I love my job for the past few writing projects I've done. Who knew that I could actually grow as a writer when writing copy for a client? I should clarify by saying that the most recent client was, in fact, ourselves, and that I've been writing (or rewriting as the case may be) the majority of the narrative that appears on our soon-to-be-launched new company website. I've loved taking on the ultra-creative, super-hip, highbrow and intelligent nature of this. I love it that the higher-ups trusted me to do this -- and even more, that they showered me with praise upon its completion. I love doing the background work to find out what's really cool with other companies like ours -- that kind of research is what made me love the ad business all those years ago in college, when I used to cut out magazine ads that I felt -- knew -- were particularly brilliant, whether due to the layout or the copy, more often than not both.

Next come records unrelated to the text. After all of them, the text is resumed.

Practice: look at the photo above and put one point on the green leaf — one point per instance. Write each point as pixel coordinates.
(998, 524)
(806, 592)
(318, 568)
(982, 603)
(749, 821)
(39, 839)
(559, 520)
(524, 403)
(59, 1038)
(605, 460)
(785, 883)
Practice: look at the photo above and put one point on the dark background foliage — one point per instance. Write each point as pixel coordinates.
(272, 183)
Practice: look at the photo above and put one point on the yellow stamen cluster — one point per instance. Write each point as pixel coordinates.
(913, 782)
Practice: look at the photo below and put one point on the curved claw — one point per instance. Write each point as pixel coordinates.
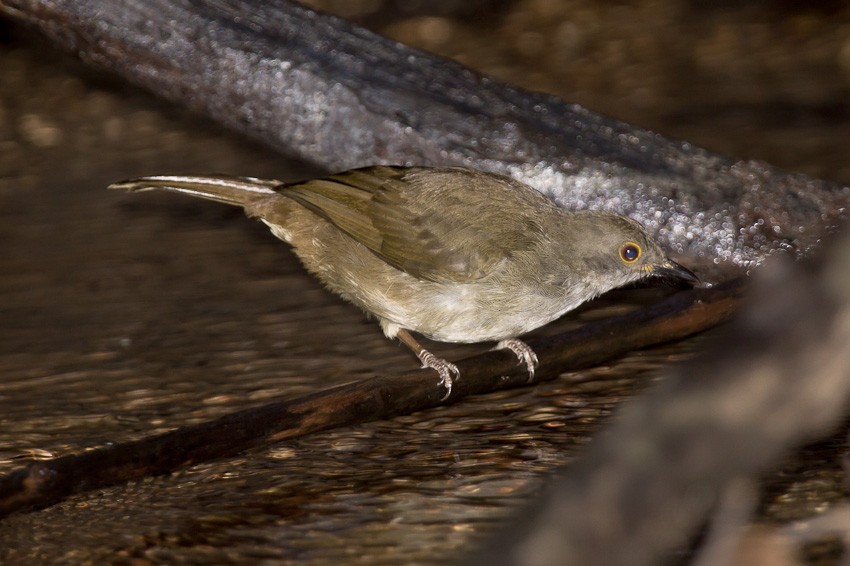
(443, 367)
(522, 351)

I love it now that I can recognize that same quality in my own work here.

Yet I hate my job because the incentives to stay here have just been dramatically increased -- a nice pat on the back, both in the actual, real singing of my praises from the "bosses" along with a good bump in pay -- it's been fun here. Good. Satisfying. Fulfilling. And that, of course, is the very reason why the "hate" part of the job relationship is so poignant right now. I hate it when I realize how much I love my job, and the people I work with, and even more, the actual work I'm doing. I hate it because my job is still 100% full-time, in-office, and that makes looking for something else so difficult. Which I'm doing. And I still want. Terribly. I hate it when they make me love it here...and that's said with a genuine smile on my face, but more than a grain of sad truth.


Because I'm still missing days with the boy. My precious, sweet, growing, crazy long-legged boy. He's running and climbing everywhere and everything. He's fearless. Not yet talking (in real words that I can understand, I should say, since he's definitely speaking, just in his own language) but that day is fast approaching. And with it comes the realization this bright window of his future is being thrown open -- these special years where he can go to the zoo for the first time, slide down a park's slide over and over, laugh out loud at the joy of getting pushed on a swing...and it's now more than ever that I want to spend as much time -- as many days -- as I can with him.

This see saw of emotions has been very much on my mind of late. I'm so thankful that my job is getting better, I'm overjoyed that I actually like it again. And I'm saddened to think that I'll have to leave it in order to gain the time I so desperately desire with the boy in these years before he starts school. But leave it I will, if it means even one more day I'll get with Grif. And when that day comes -- when -- I'll happily and thankfully take with me the memories of these good days here.